14 Now because we are in the service of the palace, and it is not fitting for us to see the king’s dishonor, therefore we have sent and made known to the king,

This is the most pious-sounding verse in the whole letter, and therefore the most hypocritical. They cloak their malice in the guise of loyalty. "We eat the salt of the palace," they say. "We are your men, and we are simply looking out for you. We are motivated by a deep concern for your honor." This is the classic move of the slanderer: to pretend that his attack on another is actually a defense of a third party. They are not just enemies of the Jews; they are liars and flatterers.

15 that a search be made in the record books of your fathers. And you will find in the record books and come to know that that city is a rebellious city and damaging to kings and provinces, and that they have incited revolt within it in past days; therefore that city was laid waste.

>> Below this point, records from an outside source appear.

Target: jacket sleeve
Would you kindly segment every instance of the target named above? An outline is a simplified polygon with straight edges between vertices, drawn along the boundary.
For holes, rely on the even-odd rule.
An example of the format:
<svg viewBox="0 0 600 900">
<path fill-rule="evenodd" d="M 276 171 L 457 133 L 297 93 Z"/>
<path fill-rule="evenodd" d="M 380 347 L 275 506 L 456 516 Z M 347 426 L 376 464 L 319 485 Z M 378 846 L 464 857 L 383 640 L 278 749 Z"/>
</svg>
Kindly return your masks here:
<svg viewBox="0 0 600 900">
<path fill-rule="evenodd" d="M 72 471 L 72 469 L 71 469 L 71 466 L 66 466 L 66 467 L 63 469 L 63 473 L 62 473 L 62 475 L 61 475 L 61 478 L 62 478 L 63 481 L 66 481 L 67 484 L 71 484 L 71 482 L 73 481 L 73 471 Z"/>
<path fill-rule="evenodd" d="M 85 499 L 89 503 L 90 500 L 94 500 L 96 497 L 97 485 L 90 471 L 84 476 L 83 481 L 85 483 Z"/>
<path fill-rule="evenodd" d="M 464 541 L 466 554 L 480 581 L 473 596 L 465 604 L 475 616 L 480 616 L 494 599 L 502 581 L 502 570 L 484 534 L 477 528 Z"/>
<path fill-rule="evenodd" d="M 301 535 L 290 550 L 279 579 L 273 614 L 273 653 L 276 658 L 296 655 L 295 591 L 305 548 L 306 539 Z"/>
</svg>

This is a shrewd move. They appeal to the historical record. And in one sense, they are right. The kingdom of Judah, before the exile, did have a history of rebelling against the Babylonian empire. So the records would indeed show that Jerusalem was a "rebellious city." What they conveniently leave out is that this is a new community, a chastened remnant, sent back with Persian authorization for a religious, not a political, purpose. They are using a past truth to lie about the present. They are counting on the king to be a lazy historian, to see the word "rebellious" and not bother with the details and the context.

16 We make known to the king that if that city is rebuilt and the walls completed, as a result you will have no portion in the province beyond the River.”

This is the conclusion and the final, exaggerated threat. They move from a loss of revenue to a loss of the entire Trans-Euphrates province. They are telling the king that the rebuilding of this one city will cause him to lose a massive portion of his empire. It is a ridiculous overstatement, but it is designed to provoke fear and an immediate, decisive response. They want the king to see this not as a local building project, but as an existential threat to his entire western flank. And as we will see, their strategy works.


Application

The tactics of Rehum and Shimshai are not gathering dust in the archives of ancient history. They are alive and well, and are deployed against the Church of Jesus Christ on a regular basis. Whenever God's people begin to build, to advance, to take ground for the kingdom, the enemies of God will write their letters. They will go to the city council, to the media, to the courts, to the HR department. And the accusations will have a familiar ring.

Christians will be accused of being "rebellious and evil." Our desire to build a Christian culture will be twisted into a seditious plot against the secular order. Our faithfulness to God's law will be painted as a threat to the public good. Our motives will be slandered. Our history will be selectively used against us. And it will all be wrapped in a cloak of concern for "public safety," "tolerance," or "the common good."

The lesson for us is twofold. First, we must not be surprised when this opposition comes. It is part of the script. The world hated our Master, and it will hate us. To be the object of this kind of slander is often a sign that we are doing something right. Second, we must not be ultimately discouraged by it. This letter succeeded in stopping the work for a time, but it did not stop God's ultimate purpose. The temple was eventually finished. The walls were eventually built. God's kingdom cannot be thwarted by the poison pens of petty bureaucrats. Our job is to be faithful, to keep building, and to trust our sovereign God to handle the Rehum's and Shimshai's of our own day. We must answer their lies not with clever political maneuvering of our own, but with the simple, solid, and indestructible truth of the gospel, and with the tangible evidence of faithful work.